Quote from: Adriano on February 15, 2016, 09:22:48
I hope the price indication is wrong, because it does not make sense.
An i5, with 4GB of RAM (which is unacceptable in a basic machine, let alone in a professional one), with terrible screen PWM (at 50%!) and no SSD, which costs almost as much as a basic XPS15 with quad core i7, 8GB, better screen, and NVMe SSD? Really?

Where i come from, you get a top of the line spec T560 with 3K screen for 1830€, which is about 500 less, than an equivalent DELL xps15, of which i owned the previous version... which was absolutely dreadful, together with their customer service. It had a number of design issues (electric noise/humming emmited from the motherboards, motherboard presumably killing the battery every 4-5 charges, as i had battery replaced no less than 5 times, followed by a motherboard replacement, and the same thing again. Than i simply bought a different computer and said farewell, Dell. It was a common problem on the XPS15  as i later found while checking on the internet how to fix the problems  but Dell were ignorant about it, when it should have been a factory recall. So its not just pure specs and price you know...

jfosd

Quote from: MRT on June 21, 2016, 16:17:33
I have to say, Colors could be better, but its not bad at all when u calibrated well, brightness could be better for me specially when u working in bright area. but Build quality is amazing, i had DELL XPS, Alienware, Sony in my career, but definitely LENOVO T560 make different, also i have to say that dedicated GPU 940mx doing something, rather than just Intel HD, easily handle Photoshop, Maya 2013, Toomboom and other application i used for graphics and animation. Build quality is massive and battery life so helpful, when u forgot ur charger to work :)
8/10 for me , its not a gaming machine, Its business machine strong and look just nice:)

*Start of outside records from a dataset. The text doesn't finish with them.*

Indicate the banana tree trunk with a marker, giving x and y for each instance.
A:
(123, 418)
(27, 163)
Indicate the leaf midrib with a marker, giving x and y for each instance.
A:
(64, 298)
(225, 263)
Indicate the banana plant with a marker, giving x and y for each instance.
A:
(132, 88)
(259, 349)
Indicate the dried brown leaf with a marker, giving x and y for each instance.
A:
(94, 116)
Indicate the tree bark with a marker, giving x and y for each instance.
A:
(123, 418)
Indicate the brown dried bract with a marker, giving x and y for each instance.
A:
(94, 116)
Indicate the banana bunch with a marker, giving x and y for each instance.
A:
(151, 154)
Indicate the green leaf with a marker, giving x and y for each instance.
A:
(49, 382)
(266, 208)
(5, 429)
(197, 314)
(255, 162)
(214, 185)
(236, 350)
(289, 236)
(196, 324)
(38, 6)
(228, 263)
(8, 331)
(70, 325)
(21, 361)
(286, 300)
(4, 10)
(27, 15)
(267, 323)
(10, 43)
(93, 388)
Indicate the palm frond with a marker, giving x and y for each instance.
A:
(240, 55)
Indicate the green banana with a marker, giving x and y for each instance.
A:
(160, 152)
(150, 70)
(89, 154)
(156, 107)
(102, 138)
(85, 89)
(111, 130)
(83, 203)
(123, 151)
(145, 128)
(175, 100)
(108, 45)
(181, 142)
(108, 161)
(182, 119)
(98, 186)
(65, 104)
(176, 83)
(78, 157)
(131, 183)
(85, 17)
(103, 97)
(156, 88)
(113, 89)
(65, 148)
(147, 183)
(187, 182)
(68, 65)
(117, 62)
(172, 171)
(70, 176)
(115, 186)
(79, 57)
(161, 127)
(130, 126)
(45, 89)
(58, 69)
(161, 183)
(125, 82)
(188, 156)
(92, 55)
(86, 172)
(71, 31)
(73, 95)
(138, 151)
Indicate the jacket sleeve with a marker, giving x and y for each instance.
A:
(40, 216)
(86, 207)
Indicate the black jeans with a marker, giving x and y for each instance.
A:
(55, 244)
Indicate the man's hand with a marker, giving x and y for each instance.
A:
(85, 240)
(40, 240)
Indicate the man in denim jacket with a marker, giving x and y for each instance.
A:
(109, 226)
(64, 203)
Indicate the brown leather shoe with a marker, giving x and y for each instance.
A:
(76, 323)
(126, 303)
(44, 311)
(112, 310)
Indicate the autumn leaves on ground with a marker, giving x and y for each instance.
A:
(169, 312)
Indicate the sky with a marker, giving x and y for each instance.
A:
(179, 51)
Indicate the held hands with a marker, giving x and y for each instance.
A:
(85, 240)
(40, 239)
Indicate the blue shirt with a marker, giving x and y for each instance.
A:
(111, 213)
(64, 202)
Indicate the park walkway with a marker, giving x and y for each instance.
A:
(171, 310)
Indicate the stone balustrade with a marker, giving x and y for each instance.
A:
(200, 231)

no such thing as have to or notx, s/can s anyx nmw and it can all be perfx. no such thing as comfortable level or not, can comforx nmw

milleman

For those who might be looking to buy used T560s based on this article.  I bought mine new from Lenovo to my specification (FHD, SSD, 16GB, 92Wh, i5-6200, etc) at a great price and it has been bulletproof for well over three years now.  I got lucky in the Lenovo "display sweepstakes" and I got one of their better display vendors (BOE), and a simple script available online changes PWM from 220 to 1000 Hz.  Best of all, this was the last of the full-size chassis before Lenovo thought it was a good idea to make their flagship business T-models smaller and thinner that compromise everything. 

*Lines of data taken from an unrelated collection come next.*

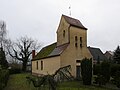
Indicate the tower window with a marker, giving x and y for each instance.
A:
(81, 42)
(41, 65)
(37, 65)
(75, 44)
(64, 33)
(76, 39)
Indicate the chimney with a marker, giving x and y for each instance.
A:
(33, 54)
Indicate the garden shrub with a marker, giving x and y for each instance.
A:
(4, 75)
(15, 70)
(116, 79)
(100, 80)
(86, 71)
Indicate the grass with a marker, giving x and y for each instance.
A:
(18, 82)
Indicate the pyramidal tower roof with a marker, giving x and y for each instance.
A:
(74, 22)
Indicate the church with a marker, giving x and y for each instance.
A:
(70, 49)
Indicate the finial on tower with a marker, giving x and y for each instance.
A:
(70, 10)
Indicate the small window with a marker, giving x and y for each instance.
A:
(80, 39)
(75, 44)
(81, 45)
(64, 33)
(78, 61)
(76, 39)
(41, 65)
(37, 65)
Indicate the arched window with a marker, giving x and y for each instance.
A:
(37, 65)
(41, 65)
(64, 33)
(81, 42)
(76, 39)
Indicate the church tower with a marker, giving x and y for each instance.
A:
(71, 30)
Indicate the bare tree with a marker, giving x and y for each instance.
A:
(22, 49)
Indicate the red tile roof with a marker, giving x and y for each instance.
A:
(74, 22)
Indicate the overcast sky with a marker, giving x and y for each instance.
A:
(39, 19)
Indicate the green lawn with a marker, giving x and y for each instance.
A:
(18, 82)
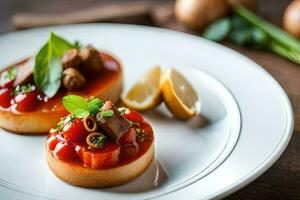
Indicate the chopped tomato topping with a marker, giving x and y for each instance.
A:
(129, 151)
(128, 137)
(7, 78)
(104, 157)
(133, 116)
(74, 130)
(26, 101)
(52, 142)
(65, 151)
(5, 97)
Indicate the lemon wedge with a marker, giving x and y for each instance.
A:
(179, 95)
(145, 94)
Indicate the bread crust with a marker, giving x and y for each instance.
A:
(39, 123)
(77, 174)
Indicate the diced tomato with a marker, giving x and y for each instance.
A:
(7, 79)
(52, 142)
(65, 151)
(133, 116)
(5, 97)
(105, 157)
(129, 151)
(74, 131)
(146, 128)
(128, 137)
(26, 101)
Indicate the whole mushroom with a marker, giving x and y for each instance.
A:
(197, 14)
(291, 18)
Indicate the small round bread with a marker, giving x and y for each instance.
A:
(107, 85)
(76, 174)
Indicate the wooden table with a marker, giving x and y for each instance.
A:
(282, 180)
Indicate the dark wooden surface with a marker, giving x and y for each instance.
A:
(282, 180)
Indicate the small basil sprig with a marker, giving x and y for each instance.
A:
(249, 30)
(218, 30)
(79, 107)
(48, 68)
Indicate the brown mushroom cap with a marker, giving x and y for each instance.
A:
(197, 14)
(71, 59)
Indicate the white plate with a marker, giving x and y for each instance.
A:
(250, 116)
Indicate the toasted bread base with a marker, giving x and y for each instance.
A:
(38, 123)
(78, 175)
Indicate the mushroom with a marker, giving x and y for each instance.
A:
(197, 14)
(72, 79)
(91, 61)
(71, 59)
(291, 18)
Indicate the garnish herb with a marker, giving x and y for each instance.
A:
(76, 105)
(122, 110)
(80, 108)
(60, 124)
(11, 74)
(141, 135)
(94, 106)
(23, 89)
(218, 30)
(98, 140)
(247, 29)
(48, 68)
(107, 113)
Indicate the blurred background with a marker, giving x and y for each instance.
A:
(281, 60)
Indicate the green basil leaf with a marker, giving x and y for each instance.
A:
(48, 68)
(47, 71)
(218, 30)
(94, 106)
(240, 37)
(76, 105)
(259, 39)
(59, 45)
(107, 113)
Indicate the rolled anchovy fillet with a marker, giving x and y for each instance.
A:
(113, 124)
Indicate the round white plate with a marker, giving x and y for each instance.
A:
(250, 118)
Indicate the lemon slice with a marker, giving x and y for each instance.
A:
(145, 94)
(179, 95)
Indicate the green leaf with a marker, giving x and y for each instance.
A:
(59, 45)
(240, 37)
(48, 68)
(94, 106)
(284, 52)
(218, 30)
(274, 32)
(107, 113)
(76, 105)
(47, 71)
(259, 39)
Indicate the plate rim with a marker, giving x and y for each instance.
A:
(285, 137)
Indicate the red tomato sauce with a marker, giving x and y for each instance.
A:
(93, 87)
(108, 160)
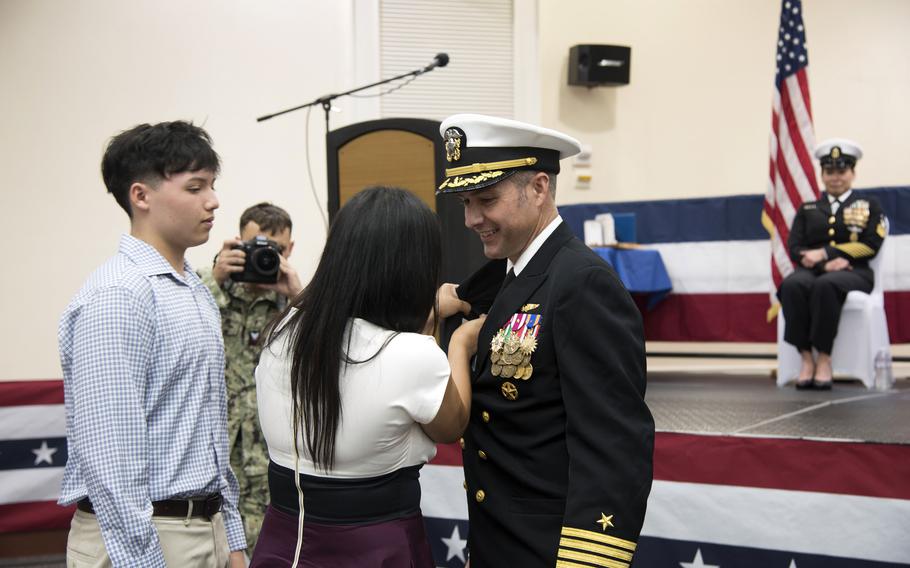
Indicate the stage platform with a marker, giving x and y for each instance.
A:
(746, 474)
(750, 404)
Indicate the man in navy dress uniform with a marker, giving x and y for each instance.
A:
(831, 242)
(558, 450)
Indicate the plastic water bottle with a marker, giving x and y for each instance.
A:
(884, 378)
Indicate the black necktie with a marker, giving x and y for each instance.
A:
(508, 279)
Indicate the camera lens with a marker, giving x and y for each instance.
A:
(265, 261)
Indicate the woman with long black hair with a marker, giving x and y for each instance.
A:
(353, 395)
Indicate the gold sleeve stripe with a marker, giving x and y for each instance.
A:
(567, 564)
(856, 250)
(596, 548)
(591, 559)
(598, 537)
(488, 166)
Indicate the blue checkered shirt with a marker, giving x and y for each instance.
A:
(146, 409)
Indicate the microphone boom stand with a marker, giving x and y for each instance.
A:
(326, 100)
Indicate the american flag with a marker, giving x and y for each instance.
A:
(792, 175)
(33, 452)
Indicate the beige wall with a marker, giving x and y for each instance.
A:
(76, 72)
(695, 119)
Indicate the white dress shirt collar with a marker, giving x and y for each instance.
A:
(532, 249)
(844, 196)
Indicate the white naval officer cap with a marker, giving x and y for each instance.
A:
(484, 150)
(838, 153)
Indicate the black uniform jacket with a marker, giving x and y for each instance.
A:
(855, 232)
(559, 465)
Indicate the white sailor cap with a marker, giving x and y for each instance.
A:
(838, 153)
(484, 150)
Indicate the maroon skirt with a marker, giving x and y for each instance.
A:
(396, 543)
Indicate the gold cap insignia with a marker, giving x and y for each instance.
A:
(453, 139)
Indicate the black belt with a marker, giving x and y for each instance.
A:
(347, 501)
(204, 507)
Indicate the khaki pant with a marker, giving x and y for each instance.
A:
(193, 543)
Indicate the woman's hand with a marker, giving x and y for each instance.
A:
(465, 337)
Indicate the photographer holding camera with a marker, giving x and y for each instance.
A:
(251, 281)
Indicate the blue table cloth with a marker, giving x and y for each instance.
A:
(642, 271)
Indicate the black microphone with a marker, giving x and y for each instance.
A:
(441, 60)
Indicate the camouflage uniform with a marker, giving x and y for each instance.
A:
(243, 317)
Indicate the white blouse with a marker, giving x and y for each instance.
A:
(383, 403)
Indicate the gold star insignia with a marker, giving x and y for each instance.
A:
(605, 521)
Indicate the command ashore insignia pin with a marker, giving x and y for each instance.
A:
(511, 349)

I had a 30-day trial of the next-gen T570 with a smaller chassis, and the keyboard was terrible compared to this 560.  Its 4K display was better and brighter, but really only marginally so even for photo editing, and its color temperature as-delivered was way off.  That said, I might have otherwise ordered my 560 with the very good optional 3K display.  The 570 had some small improvements here and there, but some major drawbacks mostly due to its shrunken chassis.  And of course the annual Intel processor improvements that year-to-year are mostly for full-throttle benchmark testing.  Just as the 560's Skylake processors improved on the previous year's Broadwell.

One can complain about the 560's SATA3 SSD interface, DDR3 memory, no Thunderbolt, all improved in the 570, but that's specmanship compared to the all-day keyboard, rugged full-size chassis with room inside for upgrading and good heat management, decent display, great battery life with larger swappable internal and external battery packs, superior Synaptics touchpad options, a better webcam and speakers.

Just saying that newer isn't always better, especially when Lenovo sees fit to compromise their historic business-class T-series to follow thin-and-light trends of hipster laptops.